Wolverhampton Wanderers
- Chairman: Steve Morgan OBE
- Manager: Mick McCarthy
- Football League Championship: 7th
- FA Cup: 5th round
- League Cup: 2nd round
- Top goalscorer: League: Sylvan Ebanks-Blake (12) All: Sylvan Ebanks-Blake (12)
- Highest home attendance: 27,883 (vs. West Bromwich Albion, 15 April 2008)
- Lowest home attendance: 9,625 (vs. Bradford City, 15 August 2007)
- Average home league attendance: 23,496
| Home colours | Away colours | Third colours |
- ← 2006–072008–09 →

= 2007–08 Wolverhampton Wanderers F.C. season =

English football club season

The 2007–08 season was the 109th season of competitive league football in the history of English football club Wolverhampton Wanderers. They played the season in the 2nd tier of the English Football system, the Football League Championship. The season saw them finish seventh, narrowly missing out on a play-off place only by virtue of goal difference.

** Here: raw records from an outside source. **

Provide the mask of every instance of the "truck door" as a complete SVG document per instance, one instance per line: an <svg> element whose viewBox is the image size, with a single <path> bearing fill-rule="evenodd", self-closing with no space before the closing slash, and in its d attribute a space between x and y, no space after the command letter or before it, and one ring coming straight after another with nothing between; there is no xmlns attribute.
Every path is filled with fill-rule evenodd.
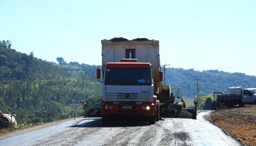
<svg viewBox="0 0 256 146"><path fill-rule="evenodd" d="M252 94L249 90L244 90L242 100L244 104L252 104L254 103L254 101L253 101Z"/></svg>

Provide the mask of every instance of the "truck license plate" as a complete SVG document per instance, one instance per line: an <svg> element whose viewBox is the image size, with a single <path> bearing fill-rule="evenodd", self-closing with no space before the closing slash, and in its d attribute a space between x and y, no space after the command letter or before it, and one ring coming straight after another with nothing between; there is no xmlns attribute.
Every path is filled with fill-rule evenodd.
<svg viewBox="0 0 256 146"><path fill-rule="evenodd" d="M122 108L125 109L131 109L131 106L122 106Z"/></svg>

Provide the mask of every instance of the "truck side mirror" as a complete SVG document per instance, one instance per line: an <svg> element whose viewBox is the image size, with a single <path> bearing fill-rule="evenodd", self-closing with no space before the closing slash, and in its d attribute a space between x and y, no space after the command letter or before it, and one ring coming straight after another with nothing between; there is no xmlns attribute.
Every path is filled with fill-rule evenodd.
<svg viewBox="0 0 256 146"><path fill-rule="evenodd" d="M97 79L99 79L99 78L100 78L100 69L97 69L97 71L96 72L96 78L97 78Z"/></svg>
<svg viewBox="0 0 256 146"><path fill-rule="evenodd" d="M163 81L163 72L159 72L158 73L158 81Z"/></svg>

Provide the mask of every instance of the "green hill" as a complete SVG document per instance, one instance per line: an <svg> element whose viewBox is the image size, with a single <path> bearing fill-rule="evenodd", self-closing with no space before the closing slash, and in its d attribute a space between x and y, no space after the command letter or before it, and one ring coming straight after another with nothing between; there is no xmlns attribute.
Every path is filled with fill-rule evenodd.
<svg viewBox="0 0 256 146"><path fill-rule="evenodd" d="M227 94L228 88L231 87L256 87L256 76L242 73L167 68L166 73L166 84L172 85L172 90L174 91L177 90L177 86L180 87L181 95L188 98L194 99L197 95L197 82L194 80L196 79L202 79L199 81L199 91L204 95L212 94L213 91L226 92Z"/></svg>
<svg viewBox="0 0 256 146"><path fill-rule="evenodd" d="M101 84L96 78L97 66L78 62L57 64L11 48L8 41L0 41L0 110L16 114L20 123L45 122L70 118L74 109L83 106L77 98L99 107ZM213 91L227 93L228 87L256 87L256 77L245 74L211 70L167 68L166 85L176 96L192 103L197 95L196 82L203 95ZM81 115L79 111L76 114Z"/></svg>
<svg viewBox="0 0 256 146"><path fill-rule="evenodd" d="M0 42L0 110L17 114L20 122L70 118L83 107L77 97L101 94L96 67L57 65Z"/></svg>

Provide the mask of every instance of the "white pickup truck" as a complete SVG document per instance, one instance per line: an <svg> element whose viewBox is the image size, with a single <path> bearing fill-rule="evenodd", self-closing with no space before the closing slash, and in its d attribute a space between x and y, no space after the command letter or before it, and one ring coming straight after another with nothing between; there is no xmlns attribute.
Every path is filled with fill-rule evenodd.
<svg viewBox="0 0 256 146"><path fill-rule="evenodd" d="M217 95L218 103L224 104L230 108L237 105L242 106L246 104L256 104L256 88L230 87L229 89L231 88L236 88L237 91L228 94Z"/></svg>

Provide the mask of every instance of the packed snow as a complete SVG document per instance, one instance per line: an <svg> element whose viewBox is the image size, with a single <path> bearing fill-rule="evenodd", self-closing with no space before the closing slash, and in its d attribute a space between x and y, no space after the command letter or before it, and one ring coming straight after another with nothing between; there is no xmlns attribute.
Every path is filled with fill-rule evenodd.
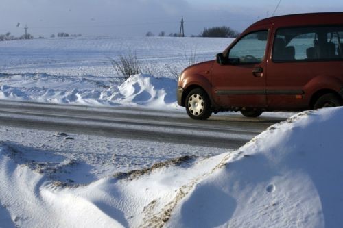
<svg viewBox="0 0 343 228"><path fill-rule="evenodd" d="M185 113L166 65L232 40L1 42L0 99ZM123 81L110 58L129 51L146 72ZM342 114L295 114L234 151L1 126L0 227L342 227Z"/></svg>
<svg viewBox="0 0 343 228"><path fill-rule="evenodd" d="M2 142L1 224L341 227L342 114L342 107L303 112L233 152L184 156L83 184L62 181L92 179L78 160Z"/></svg>

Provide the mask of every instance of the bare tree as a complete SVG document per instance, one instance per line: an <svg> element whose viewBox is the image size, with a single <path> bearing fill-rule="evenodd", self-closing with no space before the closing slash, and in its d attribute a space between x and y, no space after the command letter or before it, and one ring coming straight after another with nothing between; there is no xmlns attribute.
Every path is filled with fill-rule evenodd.
<svg viewBox="0 0 343 228"><path fill-rule="evenodd" d="M145 36L147 36L147 37L151 37L151 36L154 36L155 35L154 35L154 34L151 31L148 31L147 32L147 34L145 34Z"/></svg>

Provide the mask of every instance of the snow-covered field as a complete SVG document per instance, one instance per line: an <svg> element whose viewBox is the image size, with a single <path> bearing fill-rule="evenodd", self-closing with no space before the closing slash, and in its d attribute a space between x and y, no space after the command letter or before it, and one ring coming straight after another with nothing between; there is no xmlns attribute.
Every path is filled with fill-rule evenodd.
<svg viewBox="0 0 343 228"><path fill-rule="evenodd" d="M0 42L0 99L178 110L166 64L180 71L189 56L213 59L230 42ZM128 51L147 72L123 83L109 58ZM200 157L163 142L0 127L0 227L342 227L342 114L296 114L235 151ZM123 156L132 162L123 166Z"/></svg>

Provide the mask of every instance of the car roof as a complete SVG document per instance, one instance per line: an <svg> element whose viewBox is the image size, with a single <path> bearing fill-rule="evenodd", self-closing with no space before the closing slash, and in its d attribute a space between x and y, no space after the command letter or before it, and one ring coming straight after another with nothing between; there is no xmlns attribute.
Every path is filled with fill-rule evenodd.
<svg viewBox="0 0 343 228"><path fill-rule="evenodd" d="M273 24L276 27L343 24L343 12L273 16L259 21L249 28L265 24Z"/></svg>

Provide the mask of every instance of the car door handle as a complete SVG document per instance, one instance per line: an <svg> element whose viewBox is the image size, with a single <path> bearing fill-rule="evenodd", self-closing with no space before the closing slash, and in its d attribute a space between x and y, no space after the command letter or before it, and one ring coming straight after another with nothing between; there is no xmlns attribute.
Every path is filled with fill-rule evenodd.
<svg viewBox="0 0 343 228"><path fill-rule="evenodd" d="M252 69L252 75L255 77L262 77L262 73L263 73L263 68L262 67L255 67Z"/></svg>

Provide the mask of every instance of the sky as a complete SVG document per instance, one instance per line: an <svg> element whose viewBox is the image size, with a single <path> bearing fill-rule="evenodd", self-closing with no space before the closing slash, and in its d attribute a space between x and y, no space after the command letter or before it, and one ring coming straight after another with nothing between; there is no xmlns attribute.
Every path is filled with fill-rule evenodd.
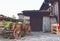
<svg viewBox="0 0 60 41"><path fill-rule="evenodd" d="M39 10L44 0L0 0L0 14L7 17L15 15L24 10Z"/></svg>

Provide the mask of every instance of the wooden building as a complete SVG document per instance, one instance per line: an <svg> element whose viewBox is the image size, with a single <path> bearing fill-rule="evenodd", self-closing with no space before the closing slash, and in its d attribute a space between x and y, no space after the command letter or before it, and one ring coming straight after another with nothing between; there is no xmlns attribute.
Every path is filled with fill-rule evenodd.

This season was the first under the ownership of Steve Morgan, ending the seventeen-year reign of Sir Jack Hayward. Morgan had bought the club for the nominal sum of £10, with the proviso that he invested £30 million into the club.

==Season review==
The close season saw businessman Steve Morgan take control of the club for a nominal £10 fee in return for a £30 million investment into the club, resulting in the departure of Sir Jack Hayward after 17 years as chairman. The protracted takeover, originally announced in May, was finally completed on 9 August 2007. The announcement of the deal saw the club set out their future ethos:

It is intended that the new capital, over a period of time, will be used to help re-establish Wolves as a Premiership club. Although this is a significant amount of money there will not be an 'open cheque book' approach to signing players; instead the club will build on the current strategy of steadily and progressively developing a team of young, hungry and talented players. — Club Statement

After last season's unexpected play-off finish, hopes were high for the club to go one step further this time, with manager stating automatic promotion was his aim. The side was strengthened by signing Freddy Eastwood, Stephen Elliott and Michael Gray, but last season's Player of the Year, goalkeeper Matt Murray - who had only just recovered from a broken shoulder - missed the whole campaign after suffering a knee injury in pre-season training.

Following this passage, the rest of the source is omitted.